In 2021, the European Aviation Safety Agency (EASA) published an opinion on Operational Suitability Data that addresses the issue of the link between certification and operation. Hazards identification performed at the operations stage should ideally refer to Design and Certification, where hazards were first considered and risks assessed and mitigated. In practice, this link is seldom done and should therefore be encouraged. ·
Scope of Hazards in Aviation
The scope of hazards existing in aviation operation environment is very wide. That is why hazard identification is a complex process as it considers extensive range of possible sources of failure. Depending on the nature and size of the organisation, its operational scope and environment, there are different factors to consider during hazard identification. The following factors listed in ICAO Doc 9859 Safety Management Manual are examples of common hazard sources in aviation:
- Design factors, including equipment and task design;
- Procedures and operating practices, including their documentation and checklists, and their validation under actual operating conditions;
- Communications, including the medium, terminology and language;
- Personnel factors, such as company policies for recruitment, training and remuneration;
- Organisational factors, such as the compatibility of production and safety goals, the allocation of resources, operating pressures and the corporate safety culture;
- Work environment factors, such as ambient noise and vibration, temperature, lighting and the availability of protective equipment and clothing;
- Regulatory oversight factors, including the applicability and enforceability of regulations; the certification of equipment, personnel and procedures; and the adequacy of surveillance audits; and
- Defences, including such factors as the provision of adequate detection and warning systems, the error tolerance of equipment and the extent to which the equipment is hardened against failures.

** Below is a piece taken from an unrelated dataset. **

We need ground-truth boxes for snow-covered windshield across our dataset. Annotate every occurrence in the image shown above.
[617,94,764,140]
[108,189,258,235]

Hazard Classification, the classification of the severity of Hazards, is half way to Risk Assessment.
Each hazard that is identified must be evaluated and classified. This is done in order to determine whether the hazard is individual (i.e. bears consequences for specific operation/s) or systemic. Hazards are classified in terms of the severity of consequences arising in the case of occurrence and are recorded in a hazard log. This process is documented and organised into a database which facilitates the storage and retrieval of hazard data.
Hazard classification matrices are used by the operators/service providers and aircraft manufacturers for evaluating hazards. Hazards are assigned to 5 generic classes depending on their effect. It should be noted that the exact description of the possible effects may differ depending of the types of the aviation service provided.
The table below is an example of hazard severity classification matrix, provided in EUROCAE ED -78A.
Operational Safety Assessment Hazard Classification Matrix
Another important characteristic of hazards is their likelihood (frequency) of occurrence. The hazard severity and its likelihood of occurrence are used to assess the risk that a hazard can pose to the provision of an aviation service, in particular to aircraft operations and eventually to human life.
A structured approach to the identification of hazards ensures that, to the extent possible, all potential hazards are identified and assessed. The assessment of hazards should take into consideration all possible outcomes - from the least likely to the most likely. Hazard identification determines to a great extent the effectiveness of an organisation’s risk management process, as it provides the input for the other two risk management components, notably the Risk Assessment and Risk Mitigation.